Fourth quarter 2010 net sales increased to $1.39 billion from pro forma net sales of $1.36 billion in the fourth quarter of 2009 and $1.21 billion in the third quarter of 2010. Fourth quarter 2010 adjusted EBITDA of $224.2 million compared to $235.5 million in fourth quarter 2009 and $159.2 million in third quarter 2010; and fourth quarter 2010 adjusted EBITDA margin of 16.2 percent compared to 17.3 percent in fourth quarter 2009 and 13.2 percent in third quarter 2010.
Integration-related closures of eight North American manufacturing facilities, Worldcolor’s Montreal headquarters and other restructuring actions have resulted in the net reduction of approximately 3,000 employees to date.
“We are very pleased with our results for fourth quarter 2010, which is our second quarter reporting as a combined company,” said Joel Quadracci, chairman, president and CEO. “Net sales were up slightly over pro forma 2009 despite continued pricing pressures and the downward trajectory of Worldcolor revenues.”
Quadracci noted that the company will continue its focus on improving operational excellence through lean manufacturing and continuous improvement initiatives as well as reinvesting in its platform.

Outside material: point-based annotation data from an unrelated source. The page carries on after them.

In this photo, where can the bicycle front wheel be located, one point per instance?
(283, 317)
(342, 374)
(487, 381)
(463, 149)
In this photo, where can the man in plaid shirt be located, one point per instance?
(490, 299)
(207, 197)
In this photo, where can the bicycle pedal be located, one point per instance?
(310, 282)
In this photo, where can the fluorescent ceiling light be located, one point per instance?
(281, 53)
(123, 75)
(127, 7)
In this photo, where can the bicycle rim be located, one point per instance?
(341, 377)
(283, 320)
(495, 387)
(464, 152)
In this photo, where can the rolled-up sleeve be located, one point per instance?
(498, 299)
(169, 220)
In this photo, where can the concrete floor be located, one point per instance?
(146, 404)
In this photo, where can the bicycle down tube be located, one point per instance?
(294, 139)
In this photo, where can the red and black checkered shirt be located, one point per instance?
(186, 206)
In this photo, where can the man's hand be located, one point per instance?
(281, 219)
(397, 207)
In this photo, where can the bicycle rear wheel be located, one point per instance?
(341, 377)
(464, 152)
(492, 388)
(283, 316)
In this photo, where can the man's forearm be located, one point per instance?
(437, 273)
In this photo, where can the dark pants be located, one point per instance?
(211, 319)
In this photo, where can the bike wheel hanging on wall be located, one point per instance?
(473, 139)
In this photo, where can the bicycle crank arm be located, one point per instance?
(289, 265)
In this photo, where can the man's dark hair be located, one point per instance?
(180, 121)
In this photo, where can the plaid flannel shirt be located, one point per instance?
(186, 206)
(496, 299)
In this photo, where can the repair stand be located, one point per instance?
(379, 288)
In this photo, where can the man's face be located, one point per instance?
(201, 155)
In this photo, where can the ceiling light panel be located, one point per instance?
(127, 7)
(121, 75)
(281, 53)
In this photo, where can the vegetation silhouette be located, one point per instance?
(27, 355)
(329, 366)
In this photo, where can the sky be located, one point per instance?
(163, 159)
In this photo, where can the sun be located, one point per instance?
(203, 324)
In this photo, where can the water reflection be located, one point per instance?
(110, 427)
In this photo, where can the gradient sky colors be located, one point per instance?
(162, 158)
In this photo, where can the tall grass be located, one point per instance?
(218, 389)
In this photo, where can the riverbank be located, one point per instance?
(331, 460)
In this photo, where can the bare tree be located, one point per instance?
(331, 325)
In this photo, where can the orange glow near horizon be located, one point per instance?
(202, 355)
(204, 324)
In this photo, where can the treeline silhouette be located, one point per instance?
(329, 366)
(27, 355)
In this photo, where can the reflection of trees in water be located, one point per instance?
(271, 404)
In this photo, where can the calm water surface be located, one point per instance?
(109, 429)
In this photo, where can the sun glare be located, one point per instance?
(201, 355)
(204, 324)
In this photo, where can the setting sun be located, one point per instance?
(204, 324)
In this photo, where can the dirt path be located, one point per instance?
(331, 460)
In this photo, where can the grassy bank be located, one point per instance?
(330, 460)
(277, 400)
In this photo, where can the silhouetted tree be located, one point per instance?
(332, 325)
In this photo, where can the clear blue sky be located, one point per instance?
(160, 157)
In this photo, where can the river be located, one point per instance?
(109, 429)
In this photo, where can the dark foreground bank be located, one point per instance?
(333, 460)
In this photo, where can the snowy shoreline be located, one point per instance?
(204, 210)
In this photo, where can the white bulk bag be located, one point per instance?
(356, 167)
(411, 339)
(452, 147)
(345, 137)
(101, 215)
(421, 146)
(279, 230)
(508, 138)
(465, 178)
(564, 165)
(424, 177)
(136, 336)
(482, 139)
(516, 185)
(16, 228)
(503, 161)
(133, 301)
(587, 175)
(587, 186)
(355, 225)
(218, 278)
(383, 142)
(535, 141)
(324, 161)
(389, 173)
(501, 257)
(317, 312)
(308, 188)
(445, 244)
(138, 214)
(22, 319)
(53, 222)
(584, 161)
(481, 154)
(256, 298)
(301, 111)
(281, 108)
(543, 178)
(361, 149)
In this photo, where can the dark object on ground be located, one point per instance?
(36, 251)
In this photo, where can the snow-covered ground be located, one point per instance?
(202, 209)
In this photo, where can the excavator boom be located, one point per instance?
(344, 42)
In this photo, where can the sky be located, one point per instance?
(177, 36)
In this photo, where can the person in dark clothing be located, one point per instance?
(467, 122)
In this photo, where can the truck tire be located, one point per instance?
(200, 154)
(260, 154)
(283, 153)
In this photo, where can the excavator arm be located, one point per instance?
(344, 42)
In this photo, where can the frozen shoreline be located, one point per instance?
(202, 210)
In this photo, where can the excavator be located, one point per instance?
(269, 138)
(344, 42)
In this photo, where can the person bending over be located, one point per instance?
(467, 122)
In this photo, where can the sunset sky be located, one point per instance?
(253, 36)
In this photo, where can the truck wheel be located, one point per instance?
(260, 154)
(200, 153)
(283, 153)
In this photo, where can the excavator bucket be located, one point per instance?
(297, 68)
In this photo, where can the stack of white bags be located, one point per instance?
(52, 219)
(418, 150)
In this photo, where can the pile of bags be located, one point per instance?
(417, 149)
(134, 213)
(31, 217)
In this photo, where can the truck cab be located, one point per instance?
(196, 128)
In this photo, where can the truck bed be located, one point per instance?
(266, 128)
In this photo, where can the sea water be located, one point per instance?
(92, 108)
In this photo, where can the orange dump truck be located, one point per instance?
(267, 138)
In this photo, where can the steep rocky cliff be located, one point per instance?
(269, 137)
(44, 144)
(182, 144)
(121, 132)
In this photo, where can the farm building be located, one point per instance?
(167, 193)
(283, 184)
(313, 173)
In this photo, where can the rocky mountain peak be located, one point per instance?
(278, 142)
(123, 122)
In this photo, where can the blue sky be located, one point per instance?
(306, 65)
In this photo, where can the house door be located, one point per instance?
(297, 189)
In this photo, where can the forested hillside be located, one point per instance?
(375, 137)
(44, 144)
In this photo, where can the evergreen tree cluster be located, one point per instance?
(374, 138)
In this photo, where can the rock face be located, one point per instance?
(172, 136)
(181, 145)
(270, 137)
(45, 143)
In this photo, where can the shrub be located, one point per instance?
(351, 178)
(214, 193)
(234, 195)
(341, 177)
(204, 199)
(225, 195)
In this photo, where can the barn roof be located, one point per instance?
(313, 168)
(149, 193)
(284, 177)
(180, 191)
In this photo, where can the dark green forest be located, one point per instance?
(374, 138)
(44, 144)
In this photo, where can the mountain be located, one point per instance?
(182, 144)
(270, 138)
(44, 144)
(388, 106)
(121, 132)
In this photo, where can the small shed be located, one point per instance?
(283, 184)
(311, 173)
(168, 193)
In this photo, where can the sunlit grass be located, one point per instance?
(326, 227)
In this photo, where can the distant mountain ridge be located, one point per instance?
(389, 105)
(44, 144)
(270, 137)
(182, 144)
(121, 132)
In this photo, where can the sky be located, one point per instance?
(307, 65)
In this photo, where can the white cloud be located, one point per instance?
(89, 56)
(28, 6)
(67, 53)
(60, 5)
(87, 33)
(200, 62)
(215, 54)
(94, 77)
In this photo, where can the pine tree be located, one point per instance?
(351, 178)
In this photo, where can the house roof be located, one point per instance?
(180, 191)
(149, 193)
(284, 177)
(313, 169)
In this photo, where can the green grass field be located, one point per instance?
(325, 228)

“We are rapidly deploying lean manufacturing across our entire organization to achieve improved efficiencies, reduce waste, lower overall operating costs, enhance quality and timeliness, and create a safer work environment for our employees. As a result of our effective integration efforts and synergy achievements along with aggressive cost management, our adjusted EBITDA of $224.2 million and adjusted EBITDA margin of 16.2 percent marked a solid finish to our year,” he added.
The company reports it continues to make significant progress in the integration of Worldcolor.
By year end 2010, the company had closed six North American plants and Worldcolor’s Montreal headquarters. In early 2011, it already announced or completed two additional North American plant closures. The impact of these and other restructuring actions will result in the closure of approximately 3.6 million square feet of manufacturing and warehousing space, and a gross reduction of 4,400 employees.
“Overall, the integration process is moving forward as expected, but we are not finished as this is a 24-month journey,” Quadracci stated. “We are now confident that we’ll achieve somewhat more than the $225 million in synergy savings on an annual run-rate basis within 24 months of closing the Worldcolor acquisition. We continue looking for additional cost-savings opportunities to build upon our integration synergy savings.”